Crouch Environmental Services was required to analyze the project site utilizing several different ecological modeling procedures, including Wetland Evaluation Technique 2.0 (WET 2.0), the Modified Charleston Method, and Interim Hydrogeomorphic Model (iHGM). Crouch Environmental Services processed each model independently on approximately 1,200 acres of the project site and then compared the results of each model to determine appropriate mitigation for potential impacts to project site. Crouch Environmental Services, in consultation with the client and several resource agencies, determined the appropriate model to utilize in wetland restoration and mitigation for activities. Through a broad and effective documentation approach, project information was compiled including intensive field surveys, agency input, and stakeholder input and design. Crouch Environmental Services is actively involved in the development of final versions of the referenced reports and compilation and creation of the final Environmental Impact Statement.

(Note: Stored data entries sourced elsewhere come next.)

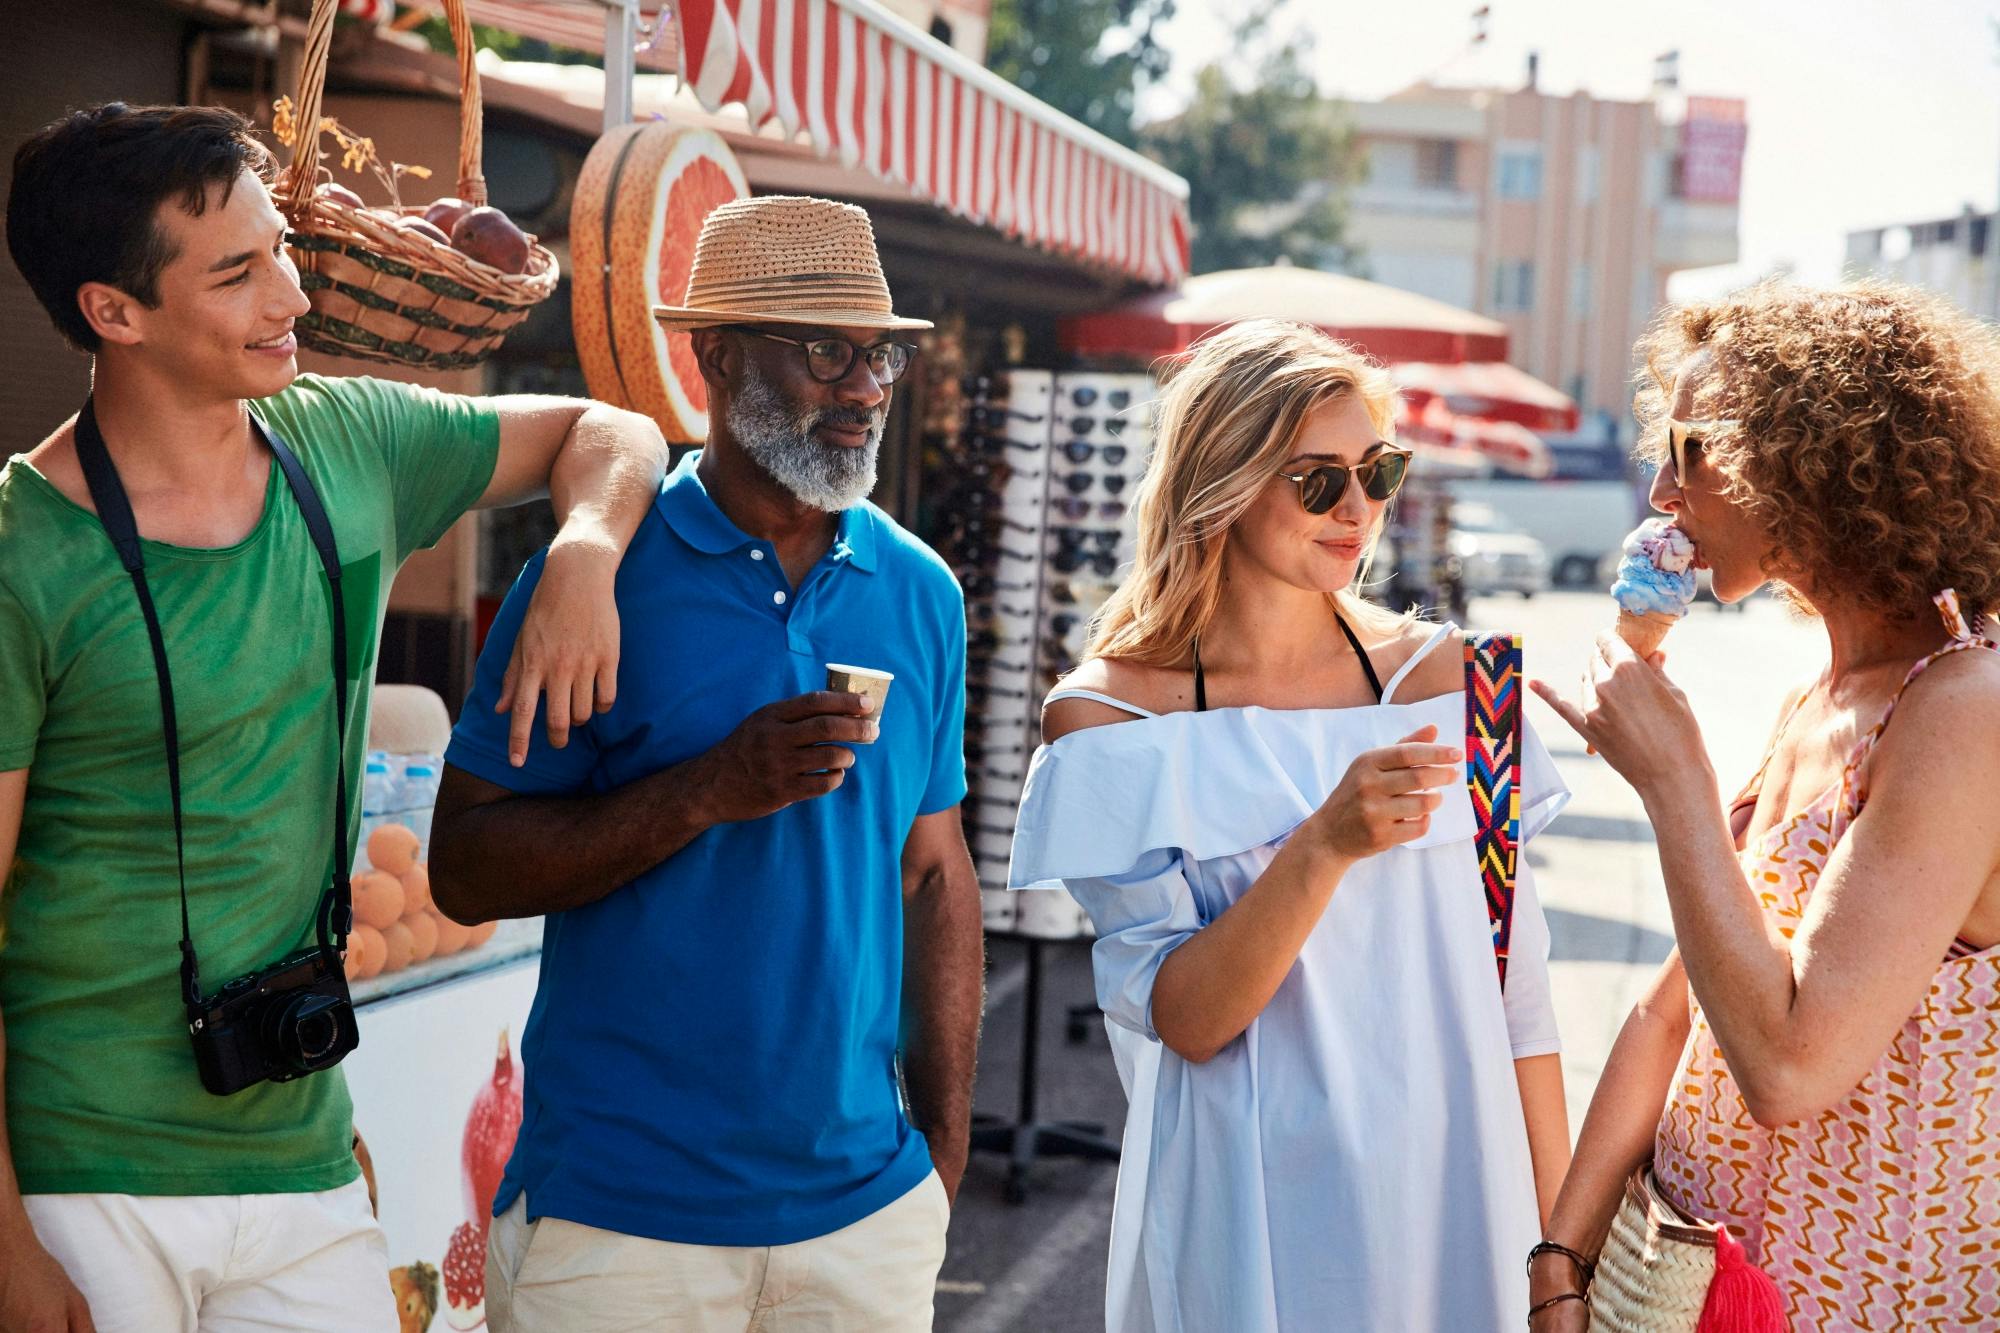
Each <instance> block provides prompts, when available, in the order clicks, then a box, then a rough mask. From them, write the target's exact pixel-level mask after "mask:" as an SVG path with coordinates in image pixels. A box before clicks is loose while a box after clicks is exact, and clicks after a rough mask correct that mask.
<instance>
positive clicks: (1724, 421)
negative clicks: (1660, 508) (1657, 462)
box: [1666, 416, 1742, 486]
mask: <svg viewBox="0 0 2000 1333" xmlns="http://www.w3.org/2000/svg"><path fill="white" fill-rule="evenodd" d="M1740 424H1742V422H1740V420H1732V418H1722V416H1718V418H1714V420H1674V418H1668V422H1666V448H1668V460H1670V462H1672V464H1674V484H1676V486H1686V484H1688V446H1690V444H1692V446H1694V448H1700V446H1702V434H1704V432H1708V430H1728V428H1730V426H1740Z"/></svg>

Harris County Flood Control District E535-01 Environmental Assessment for a Stormwater Detention Basin
This project is located in Jersey Village, Harris County, Texas, adjacent to a tributary of White Oak Bayou. The project site is approximately 42 acres in size and is the former site of the Jersey Meadow Golf Course.
The project involved the construction of a stormwater detention basin to reduce the risk of flooding and future flood loses and damages to property in the project area, and Crouch Environmental Services provided necessary environmental services and coordination.
Crouch collected data for various environmental constraints within the project limits. This included performing a wetland delineation, vegetation characterization, habitat evaluation for threatened and endangered species, surveys for potential wildlife utilization on-site, cultural resources screening reviews, evaluation of potential hazardous materials within the project vicinity, collecting demographic data to evaluate socioeconomic conditions, and collecting data regarding geology, soils, water quality, and floodplains.
After data collection was complete, an evaluation of Action and No Action Alternatives was conducted to determine the extent of potential impacts to the human, physical, and natural environments. The collected data, along with the results of the alternative analysis, were documented in an Environmental Assessment (EA) and Finding of No Significant Impact (FONSI).
Crouch Environmental Services coordinated with the Harris County Flood Control District (HCFCD) and the Federal Emergency Management Agency (FEMA) to facilitate public involvement activities required for this project, including preparation of a public notice and documentation of public feedback regarding the project.
Following receipt of the FONSI, HCFCD was able to move forward with construction of the project in order to protect the public from flooding and its associated damages to property and infrastructure.